Setting goals, finding motivation and reaching your potential
I’ve been doing this coaching thing for a while, I’ve learned that almost everybody wants to be a better rider next season but few work towards that goal over the winter. There are a few reasons for this:
- No set goals to work for.
- A loss of motivation over the long winter
- No clear path on how to become that better rider.
I’ve always had the opposite problem, the winter has always been a time to solve the problems I’ve had over the riding season. My program isn’t “do this workout for this amount of time”, it’s a leaning sequence. The motivation is the progress, as it always should be when learning something. Coaching myself has always worked well, I’ve always leaned a little more each winter and at 53 years of age I’m not much slower than I was in my 30’s. Coaching others has often failed for the three reasons above, so let’s get into that.
No set goals to work for: Most people go into the off-season wanting to ride better next year – that’s not a set goal. Over the winter that desire gets beaten out of you and you settle for being the same rider you were last year, just a year older. The solution is to set real goals, create your own training calendar and set up a step by step training process that gets you there.
A loss of motivation over the long winter: I’ve seen other training programs that are just time on the trainer – I couldn’t do that either! Riding on the road in the summer is fun, the scenery changes, you’re in control of your bike, there are challenges in front of you. Riding on a trainer is boring. Many attempts have been made to make it less boring, there are smart trainers that show you virtual roads you’re riding and change the resistance… Has anyone ever mistaken this for actually riding their bike???
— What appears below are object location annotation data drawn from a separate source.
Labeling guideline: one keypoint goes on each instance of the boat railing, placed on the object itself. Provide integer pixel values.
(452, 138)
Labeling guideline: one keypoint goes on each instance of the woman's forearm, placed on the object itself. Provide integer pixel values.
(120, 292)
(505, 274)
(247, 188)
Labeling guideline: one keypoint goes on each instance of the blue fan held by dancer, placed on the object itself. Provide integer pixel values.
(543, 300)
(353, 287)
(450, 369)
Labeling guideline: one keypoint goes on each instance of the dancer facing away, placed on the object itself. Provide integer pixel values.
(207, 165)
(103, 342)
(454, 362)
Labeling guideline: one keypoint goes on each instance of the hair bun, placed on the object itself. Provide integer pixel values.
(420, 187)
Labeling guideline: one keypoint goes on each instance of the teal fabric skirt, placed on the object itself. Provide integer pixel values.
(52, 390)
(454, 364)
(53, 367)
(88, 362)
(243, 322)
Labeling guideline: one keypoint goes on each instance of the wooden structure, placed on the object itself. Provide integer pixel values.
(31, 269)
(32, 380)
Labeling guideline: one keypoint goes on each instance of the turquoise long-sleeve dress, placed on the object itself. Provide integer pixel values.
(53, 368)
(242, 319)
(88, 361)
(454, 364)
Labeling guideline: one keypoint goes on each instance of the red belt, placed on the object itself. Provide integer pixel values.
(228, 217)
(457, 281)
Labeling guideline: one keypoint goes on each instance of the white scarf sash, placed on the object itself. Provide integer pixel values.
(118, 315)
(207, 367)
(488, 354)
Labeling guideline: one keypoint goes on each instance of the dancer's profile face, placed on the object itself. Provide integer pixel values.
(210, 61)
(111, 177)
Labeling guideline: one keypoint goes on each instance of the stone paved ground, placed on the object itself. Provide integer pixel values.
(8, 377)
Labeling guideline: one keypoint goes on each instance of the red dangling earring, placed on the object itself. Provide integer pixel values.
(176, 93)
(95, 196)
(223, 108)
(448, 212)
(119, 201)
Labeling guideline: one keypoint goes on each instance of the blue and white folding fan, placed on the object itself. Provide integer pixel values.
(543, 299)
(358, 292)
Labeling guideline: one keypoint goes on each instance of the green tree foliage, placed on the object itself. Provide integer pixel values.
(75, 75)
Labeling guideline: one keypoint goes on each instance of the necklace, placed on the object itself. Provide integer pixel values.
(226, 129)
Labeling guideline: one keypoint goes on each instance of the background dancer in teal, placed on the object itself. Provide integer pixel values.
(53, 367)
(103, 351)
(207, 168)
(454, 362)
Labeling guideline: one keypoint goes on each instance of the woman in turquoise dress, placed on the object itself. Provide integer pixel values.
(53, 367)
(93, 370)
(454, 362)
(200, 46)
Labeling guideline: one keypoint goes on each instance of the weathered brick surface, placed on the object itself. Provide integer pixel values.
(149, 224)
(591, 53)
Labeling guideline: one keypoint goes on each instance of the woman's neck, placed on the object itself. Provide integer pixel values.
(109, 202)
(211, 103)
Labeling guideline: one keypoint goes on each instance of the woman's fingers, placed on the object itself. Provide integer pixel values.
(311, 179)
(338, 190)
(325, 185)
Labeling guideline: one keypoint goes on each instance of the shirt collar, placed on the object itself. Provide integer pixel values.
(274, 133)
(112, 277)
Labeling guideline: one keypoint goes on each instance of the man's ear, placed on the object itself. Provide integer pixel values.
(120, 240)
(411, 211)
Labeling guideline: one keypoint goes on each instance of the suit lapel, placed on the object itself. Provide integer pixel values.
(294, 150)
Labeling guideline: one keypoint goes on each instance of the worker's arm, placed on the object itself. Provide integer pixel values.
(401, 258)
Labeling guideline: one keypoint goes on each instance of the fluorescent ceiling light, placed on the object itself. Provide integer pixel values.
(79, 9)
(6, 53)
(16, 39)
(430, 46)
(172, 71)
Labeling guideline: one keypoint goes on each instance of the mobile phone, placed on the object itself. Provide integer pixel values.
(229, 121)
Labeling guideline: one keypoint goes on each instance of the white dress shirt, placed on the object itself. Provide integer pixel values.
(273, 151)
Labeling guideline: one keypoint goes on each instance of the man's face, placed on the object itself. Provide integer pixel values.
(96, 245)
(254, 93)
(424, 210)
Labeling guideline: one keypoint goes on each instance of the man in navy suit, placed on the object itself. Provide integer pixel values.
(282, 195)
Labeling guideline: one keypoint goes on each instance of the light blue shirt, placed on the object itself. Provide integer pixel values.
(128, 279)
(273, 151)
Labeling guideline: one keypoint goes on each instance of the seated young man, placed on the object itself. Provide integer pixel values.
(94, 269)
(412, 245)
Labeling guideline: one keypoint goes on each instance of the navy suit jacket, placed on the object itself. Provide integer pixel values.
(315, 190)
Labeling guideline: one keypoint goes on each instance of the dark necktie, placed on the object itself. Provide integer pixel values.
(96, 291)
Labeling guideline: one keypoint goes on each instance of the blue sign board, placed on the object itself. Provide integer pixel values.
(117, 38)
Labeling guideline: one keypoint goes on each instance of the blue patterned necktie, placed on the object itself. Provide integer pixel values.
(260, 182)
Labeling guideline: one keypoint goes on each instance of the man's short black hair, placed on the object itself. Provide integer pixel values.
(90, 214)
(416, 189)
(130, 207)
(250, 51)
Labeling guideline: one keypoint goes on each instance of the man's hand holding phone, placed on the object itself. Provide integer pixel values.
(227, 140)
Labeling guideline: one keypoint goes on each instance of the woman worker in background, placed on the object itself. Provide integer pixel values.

I approach any skill as either time to learn or time to perform. In learning to play piano, there is learning time (scales, chord progressions and endless repetition) and then there’s playing time – that’s the fun part. I don’t mind the learning part because I can always see progress. A winter training program has to offer the same thing.
Your fitness level can’t be your motivation. First, there’s no clear indication of fitness. You could go by heart rate, power output, body weight or just how you feel, but there’s no way of knowing from day to day if it’s going up or down. People put down grass seed because they want a nice lawn next year, nobody gets excited by watching it grow…
No clear path to become that better rider: This is where I come in. Almost everybody learns how to balance a bike and borrow a skill set from walking, and they think they know how to pedal. If you already know how to pedal, a winter training program is just a lot of pedaling. What if you don’t know how to pedal? It sounds crazy, but how is it that so many people can pedal a bike without having to learn a skill set? Perhaps you’re not doing it as well as you think…
My basic program is set up as a basic block diagram of the skills and strengths that go into making a good rider. I recognize that no two people have the same training calendar, the idea is to fit that diagram into your winter, without skipping steps. I’ve been doing the same program for the past 25 years, I still get excited as I see myself progressing towards good form.